On Thursday, January 10, 2019 1:55:59 AM CET Dale wrote:
> Wols Lists wrote:
> > On 07/01/19 10:46, Dale wrote:
> >> From what I've read, that can be overcome.  If you get say a SMART
> >> message that a drive is failing,
> > 
> > Yup, I have to agree that SMART isn't always reliable, but if you
> > *monitor* it, it should give plenty of warning of the recording medium
> > failing ...
> 
> Yep.  It may not detect a spindle motor that is about to fail.  I'm sure
> it can't detect that lightening is about to strike and the drive get hit
> with a surge either.  It can generally tell if the media is failing
> tho.  I've read it can detect some components that are starting to fail
> to, not all but some.  Still, even tho it can't detect everything, it is
> better than no warning at all.  Until something better comes along, ESP
> maybe, it will have to do.  ;-) 
> 
> >> just remove that drive or remove the
> >> whole LVM setup and use something else until a working drive setup can
> >> be made.  Once ready, then move the data, if the drive still works, to
> >> the new drive.  That is basically what I did when I swapped a smaller
> >> drive for a larger one.  I moved the data from one drive to another.  It
> >> did it fairly quickly.  Someone posted that it may even be faster to do
> >> it with LVM's pvmove than it is with cp or rsync.  I don't know how true
> >> that is but from what I've read, it moves the data really efficiently.
> > 
> > Point is, it works at a different level. Both cp and rsync are NOT
> > guaranteed to copy your filesystem accurately - mine is full of hard
> > links and that will give both those two a hard and nasty time.
> > 
> > LVM copies the block device underneath the file system, so it is less
> > efficient in that it will copy 3GB if you have a 3GB partition, but it
> > is far simpler in that it neither knows nor cares what the file system
> > is doing at the next level up. Give a file-system like mine to "cp -a"
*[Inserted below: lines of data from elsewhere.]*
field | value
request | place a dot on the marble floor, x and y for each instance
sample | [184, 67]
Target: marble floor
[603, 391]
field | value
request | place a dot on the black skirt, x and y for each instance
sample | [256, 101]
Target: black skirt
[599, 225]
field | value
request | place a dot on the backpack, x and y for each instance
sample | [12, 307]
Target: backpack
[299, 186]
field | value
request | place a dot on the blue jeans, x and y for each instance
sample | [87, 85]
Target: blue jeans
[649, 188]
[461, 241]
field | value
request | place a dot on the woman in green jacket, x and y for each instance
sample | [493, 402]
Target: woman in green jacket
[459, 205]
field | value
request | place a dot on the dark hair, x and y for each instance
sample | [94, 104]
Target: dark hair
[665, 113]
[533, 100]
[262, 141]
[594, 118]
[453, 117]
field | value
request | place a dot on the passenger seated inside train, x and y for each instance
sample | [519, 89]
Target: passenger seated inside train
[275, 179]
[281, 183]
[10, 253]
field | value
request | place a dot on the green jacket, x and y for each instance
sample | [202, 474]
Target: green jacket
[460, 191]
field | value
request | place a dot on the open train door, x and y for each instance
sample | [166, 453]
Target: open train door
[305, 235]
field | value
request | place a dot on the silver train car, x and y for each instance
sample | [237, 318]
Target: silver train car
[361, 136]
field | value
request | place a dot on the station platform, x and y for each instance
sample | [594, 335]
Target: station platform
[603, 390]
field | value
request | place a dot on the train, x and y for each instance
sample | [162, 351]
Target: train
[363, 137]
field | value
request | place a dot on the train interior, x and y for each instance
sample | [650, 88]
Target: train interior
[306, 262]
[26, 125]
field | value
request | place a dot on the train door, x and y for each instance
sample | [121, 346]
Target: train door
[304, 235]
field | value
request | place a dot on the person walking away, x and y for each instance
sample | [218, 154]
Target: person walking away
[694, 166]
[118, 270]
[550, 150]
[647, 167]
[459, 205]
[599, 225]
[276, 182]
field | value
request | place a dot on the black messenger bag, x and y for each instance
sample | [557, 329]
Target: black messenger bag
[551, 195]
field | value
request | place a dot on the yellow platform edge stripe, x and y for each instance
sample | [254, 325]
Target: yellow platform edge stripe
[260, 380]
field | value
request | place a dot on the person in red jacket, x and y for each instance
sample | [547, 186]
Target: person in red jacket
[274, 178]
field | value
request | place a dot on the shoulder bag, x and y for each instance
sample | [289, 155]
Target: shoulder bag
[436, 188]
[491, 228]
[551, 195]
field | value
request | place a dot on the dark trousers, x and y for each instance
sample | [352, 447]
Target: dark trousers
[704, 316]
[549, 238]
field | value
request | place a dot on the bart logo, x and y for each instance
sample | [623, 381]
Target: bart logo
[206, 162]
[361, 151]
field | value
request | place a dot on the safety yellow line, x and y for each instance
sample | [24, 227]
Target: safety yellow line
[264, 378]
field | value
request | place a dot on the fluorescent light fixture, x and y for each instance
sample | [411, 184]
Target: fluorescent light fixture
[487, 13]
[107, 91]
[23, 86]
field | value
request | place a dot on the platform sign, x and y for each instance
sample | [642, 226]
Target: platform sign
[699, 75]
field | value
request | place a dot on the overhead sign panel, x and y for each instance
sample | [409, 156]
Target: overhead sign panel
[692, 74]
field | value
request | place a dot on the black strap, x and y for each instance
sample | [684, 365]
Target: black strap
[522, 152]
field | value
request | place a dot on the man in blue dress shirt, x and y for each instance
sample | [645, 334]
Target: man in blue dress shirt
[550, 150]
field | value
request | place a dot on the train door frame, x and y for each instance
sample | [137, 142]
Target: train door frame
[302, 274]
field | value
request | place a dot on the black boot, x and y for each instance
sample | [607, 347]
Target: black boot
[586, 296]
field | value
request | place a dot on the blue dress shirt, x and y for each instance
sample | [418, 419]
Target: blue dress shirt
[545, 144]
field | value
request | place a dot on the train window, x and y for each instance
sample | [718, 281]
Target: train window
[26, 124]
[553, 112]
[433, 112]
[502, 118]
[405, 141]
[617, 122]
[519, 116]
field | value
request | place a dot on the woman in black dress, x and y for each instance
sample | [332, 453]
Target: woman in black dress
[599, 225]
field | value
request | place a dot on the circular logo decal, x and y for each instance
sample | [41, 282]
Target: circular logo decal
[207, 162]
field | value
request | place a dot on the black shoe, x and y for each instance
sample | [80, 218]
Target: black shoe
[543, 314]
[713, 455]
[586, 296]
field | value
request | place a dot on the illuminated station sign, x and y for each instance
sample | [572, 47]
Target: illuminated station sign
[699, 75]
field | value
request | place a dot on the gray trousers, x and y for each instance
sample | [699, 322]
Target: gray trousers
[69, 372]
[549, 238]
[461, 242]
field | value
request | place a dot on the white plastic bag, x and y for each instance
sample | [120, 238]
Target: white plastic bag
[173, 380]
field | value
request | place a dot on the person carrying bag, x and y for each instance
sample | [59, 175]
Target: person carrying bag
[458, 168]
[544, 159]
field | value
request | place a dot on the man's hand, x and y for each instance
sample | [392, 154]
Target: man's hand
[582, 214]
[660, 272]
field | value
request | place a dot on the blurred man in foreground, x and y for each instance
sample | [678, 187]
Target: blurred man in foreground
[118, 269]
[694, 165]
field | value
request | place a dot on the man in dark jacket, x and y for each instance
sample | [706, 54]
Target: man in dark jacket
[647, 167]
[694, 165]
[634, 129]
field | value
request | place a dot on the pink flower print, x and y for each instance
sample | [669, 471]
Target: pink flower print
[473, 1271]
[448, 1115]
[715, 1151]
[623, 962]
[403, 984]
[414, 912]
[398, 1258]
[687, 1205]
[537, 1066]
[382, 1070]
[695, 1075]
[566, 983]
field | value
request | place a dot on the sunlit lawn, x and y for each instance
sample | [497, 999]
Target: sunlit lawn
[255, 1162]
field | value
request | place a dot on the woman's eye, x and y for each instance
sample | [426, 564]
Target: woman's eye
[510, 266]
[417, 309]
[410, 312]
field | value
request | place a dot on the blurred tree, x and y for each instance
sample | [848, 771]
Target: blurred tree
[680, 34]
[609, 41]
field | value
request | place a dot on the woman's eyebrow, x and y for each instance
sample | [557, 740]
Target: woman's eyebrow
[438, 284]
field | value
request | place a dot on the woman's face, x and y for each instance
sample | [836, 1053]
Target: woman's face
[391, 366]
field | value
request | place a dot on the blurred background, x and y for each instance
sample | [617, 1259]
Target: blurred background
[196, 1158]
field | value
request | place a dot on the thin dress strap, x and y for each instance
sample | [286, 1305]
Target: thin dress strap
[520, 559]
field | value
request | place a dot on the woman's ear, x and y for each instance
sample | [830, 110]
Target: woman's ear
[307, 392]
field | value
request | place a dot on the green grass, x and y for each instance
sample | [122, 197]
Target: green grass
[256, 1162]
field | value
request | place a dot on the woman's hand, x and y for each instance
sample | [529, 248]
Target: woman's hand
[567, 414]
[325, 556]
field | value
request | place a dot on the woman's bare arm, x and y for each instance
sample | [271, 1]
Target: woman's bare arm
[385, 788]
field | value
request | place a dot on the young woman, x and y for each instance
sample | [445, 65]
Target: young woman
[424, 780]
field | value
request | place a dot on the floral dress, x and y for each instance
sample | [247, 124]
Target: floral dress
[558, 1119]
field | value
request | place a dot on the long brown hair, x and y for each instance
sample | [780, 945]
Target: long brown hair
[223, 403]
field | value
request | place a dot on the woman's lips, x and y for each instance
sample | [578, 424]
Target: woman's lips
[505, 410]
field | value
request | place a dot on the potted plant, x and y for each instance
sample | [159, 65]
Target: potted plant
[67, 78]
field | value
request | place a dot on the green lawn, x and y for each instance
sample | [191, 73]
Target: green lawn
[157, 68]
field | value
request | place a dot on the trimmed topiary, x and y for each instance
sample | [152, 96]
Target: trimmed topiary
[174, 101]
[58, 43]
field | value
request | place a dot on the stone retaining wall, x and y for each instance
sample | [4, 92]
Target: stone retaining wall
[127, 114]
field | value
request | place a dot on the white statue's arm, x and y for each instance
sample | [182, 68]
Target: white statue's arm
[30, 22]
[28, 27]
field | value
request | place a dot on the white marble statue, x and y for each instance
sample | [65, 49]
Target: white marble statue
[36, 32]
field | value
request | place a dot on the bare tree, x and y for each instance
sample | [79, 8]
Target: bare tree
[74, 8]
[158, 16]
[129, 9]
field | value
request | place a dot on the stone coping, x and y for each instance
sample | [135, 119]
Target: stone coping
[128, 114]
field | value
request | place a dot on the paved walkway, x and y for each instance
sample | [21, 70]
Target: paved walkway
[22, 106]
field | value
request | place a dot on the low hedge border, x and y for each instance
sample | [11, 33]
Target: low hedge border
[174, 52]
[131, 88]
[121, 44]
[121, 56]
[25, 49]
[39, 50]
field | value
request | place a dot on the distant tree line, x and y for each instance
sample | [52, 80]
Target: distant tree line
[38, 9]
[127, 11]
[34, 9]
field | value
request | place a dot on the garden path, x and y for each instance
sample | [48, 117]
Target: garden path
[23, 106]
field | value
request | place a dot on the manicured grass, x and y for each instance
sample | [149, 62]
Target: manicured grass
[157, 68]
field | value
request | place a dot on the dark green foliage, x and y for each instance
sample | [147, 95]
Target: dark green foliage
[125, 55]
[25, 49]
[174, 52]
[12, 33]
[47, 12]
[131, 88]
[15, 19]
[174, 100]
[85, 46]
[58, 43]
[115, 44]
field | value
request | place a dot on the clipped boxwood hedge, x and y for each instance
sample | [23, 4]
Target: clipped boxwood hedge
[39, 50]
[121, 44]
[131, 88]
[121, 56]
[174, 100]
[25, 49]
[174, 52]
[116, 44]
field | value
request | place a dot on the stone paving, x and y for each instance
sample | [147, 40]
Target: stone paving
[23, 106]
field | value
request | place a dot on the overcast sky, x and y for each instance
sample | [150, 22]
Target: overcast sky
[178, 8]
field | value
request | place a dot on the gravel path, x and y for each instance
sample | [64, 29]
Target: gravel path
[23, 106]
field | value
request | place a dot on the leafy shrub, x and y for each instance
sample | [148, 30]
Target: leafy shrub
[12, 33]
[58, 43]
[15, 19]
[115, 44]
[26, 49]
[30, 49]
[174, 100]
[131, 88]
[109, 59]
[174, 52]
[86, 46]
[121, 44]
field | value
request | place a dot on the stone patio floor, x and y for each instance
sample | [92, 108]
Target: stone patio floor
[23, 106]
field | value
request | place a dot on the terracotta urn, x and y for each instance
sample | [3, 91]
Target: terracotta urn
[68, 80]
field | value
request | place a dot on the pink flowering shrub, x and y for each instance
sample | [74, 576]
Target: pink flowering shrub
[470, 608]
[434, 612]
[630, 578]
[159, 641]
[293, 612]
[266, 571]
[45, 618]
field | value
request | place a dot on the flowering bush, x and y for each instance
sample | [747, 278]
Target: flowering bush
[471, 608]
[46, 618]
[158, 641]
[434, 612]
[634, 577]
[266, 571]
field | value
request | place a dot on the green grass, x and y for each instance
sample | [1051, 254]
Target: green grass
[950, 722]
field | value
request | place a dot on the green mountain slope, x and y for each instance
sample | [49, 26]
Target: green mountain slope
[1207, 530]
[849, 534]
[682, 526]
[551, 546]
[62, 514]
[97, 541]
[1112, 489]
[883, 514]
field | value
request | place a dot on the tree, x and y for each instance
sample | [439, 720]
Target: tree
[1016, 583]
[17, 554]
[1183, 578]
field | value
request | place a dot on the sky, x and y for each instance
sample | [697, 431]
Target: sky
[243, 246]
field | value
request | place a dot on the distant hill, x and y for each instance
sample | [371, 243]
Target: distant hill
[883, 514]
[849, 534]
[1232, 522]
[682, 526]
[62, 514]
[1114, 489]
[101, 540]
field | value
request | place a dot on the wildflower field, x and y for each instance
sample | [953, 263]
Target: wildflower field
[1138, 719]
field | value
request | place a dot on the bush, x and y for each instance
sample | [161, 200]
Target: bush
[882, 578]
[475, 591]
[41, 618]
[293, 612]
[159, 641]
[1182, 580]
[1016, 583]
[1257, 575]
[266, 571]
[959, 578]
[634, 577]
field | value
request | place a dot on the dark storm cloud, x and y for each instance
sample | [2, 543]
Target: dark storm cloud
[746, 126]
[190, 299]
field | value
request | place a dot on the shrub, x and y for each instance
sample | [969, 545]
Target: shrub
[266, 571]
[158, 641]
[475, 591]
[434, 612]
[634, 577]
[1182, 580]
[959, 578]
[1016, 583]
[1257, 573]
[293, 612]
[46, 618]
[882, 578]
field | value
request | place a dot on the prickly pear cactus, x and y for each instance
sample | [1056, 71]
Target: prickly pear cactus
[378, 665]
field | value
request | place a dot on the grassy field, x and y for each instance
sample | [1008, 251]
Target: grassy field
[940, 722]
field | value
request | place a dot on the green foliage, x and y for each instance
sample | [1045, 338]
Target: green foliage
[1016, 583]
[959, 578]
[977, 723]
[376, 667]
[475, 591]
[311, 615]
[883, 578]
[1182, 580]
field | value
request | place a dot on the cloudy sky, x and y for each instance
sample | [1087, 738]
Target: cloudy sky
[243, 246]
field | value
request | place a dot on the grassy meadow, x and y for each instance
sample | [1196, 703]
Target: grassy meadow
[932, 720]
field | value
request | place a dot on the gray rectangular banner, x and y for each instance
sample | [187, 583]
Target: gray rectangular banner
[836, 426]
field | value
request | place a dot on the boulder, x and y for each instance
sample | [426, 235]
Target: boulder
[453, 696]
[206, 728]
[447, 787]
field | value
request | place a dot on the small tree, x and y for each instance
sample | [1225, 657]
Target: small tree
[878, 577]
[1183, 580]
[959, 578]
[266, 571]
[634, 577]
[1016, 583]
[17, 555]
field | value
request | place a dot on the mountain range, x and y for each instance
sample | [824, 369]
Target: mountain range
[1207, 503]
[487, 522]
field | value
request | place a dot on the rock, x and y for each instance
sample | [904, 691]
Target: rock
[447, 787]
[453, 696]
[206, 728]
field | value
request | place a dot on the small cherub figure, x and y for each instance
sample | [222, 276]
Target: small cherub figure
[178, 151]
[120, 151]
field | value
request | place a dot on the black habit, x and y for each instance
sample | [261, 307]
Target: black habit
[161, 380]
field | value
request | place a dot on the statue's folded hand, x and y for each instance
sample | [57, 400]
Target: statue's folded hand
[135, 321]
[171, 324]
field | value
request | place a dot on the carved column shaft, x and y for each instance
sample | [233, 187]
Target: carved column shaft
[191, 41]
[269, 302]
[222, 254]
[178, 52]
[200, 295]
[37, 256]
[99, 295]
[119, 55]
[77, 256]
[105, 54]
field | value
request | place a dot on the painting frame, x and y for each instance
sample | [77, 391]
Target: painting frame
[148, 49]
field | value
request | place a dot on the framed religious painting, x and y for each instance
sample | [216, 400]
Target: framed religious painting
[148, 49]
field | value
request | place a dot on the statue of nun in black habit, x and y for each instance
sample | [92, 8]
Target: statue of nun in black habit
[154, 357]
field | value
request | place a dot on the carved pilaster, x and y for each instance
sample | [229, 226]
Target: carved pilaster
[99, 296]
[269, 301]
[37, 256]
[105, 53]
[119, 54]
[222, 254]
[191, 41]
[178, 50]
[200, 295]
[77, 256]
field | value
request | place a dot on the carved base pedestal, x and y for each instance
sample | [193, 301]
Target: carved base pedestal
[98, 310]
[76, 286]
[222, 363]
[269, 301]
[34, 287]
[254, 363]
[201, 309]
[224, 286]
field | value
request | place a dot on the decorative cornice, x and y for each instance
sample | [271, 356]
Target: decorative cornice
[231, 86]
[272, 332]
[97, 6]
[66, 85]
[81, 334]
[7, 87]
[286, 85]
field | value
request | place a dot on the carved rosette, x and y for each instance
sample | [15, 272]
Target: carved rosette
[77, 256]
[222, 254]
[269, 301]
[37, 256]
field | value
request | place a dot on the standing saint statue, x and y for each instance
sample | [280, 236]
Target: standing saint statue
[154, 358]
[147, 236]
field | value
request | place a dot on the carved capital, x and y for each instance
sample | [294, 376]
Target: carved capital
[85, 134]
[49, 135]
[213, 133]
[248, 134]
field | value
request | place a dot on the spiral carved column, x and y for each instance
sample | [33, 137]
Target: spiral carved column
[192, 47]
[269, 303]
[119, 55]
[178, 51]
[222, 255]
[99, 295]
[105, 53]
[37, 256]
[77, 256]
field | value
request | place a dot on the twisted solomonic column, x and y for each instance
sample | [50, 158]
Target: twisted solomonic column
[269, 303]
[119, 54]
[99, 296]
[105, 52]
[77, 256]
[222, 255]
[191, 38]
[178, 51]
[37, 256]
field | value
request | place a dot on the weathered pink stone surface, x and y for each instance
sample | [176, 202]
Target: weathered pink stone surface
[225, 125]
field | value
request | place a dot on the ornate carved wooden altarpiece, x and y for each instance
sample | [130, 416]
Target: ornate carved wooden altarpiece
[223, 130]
> > and it'll bring the system to its knees trying to keep track of where
> > everything is.
> > 
> > Cheers,
> > Wol
> 
> That was what I read but couldn't recall enough to tell how it does it. 
> That explains why it can be done while in use to. 
> 
> Just how do you do backups?  If cp -a and rsync would not work
> correctly, what do you use?  I'm just curious now.  ;-)

There are backup tools that do handle hardlinks correctly. "app-backup/dar" 
comes to mind. I know this as my software-share is filled with hardlinks and 
when I restore the backup, they are all still there.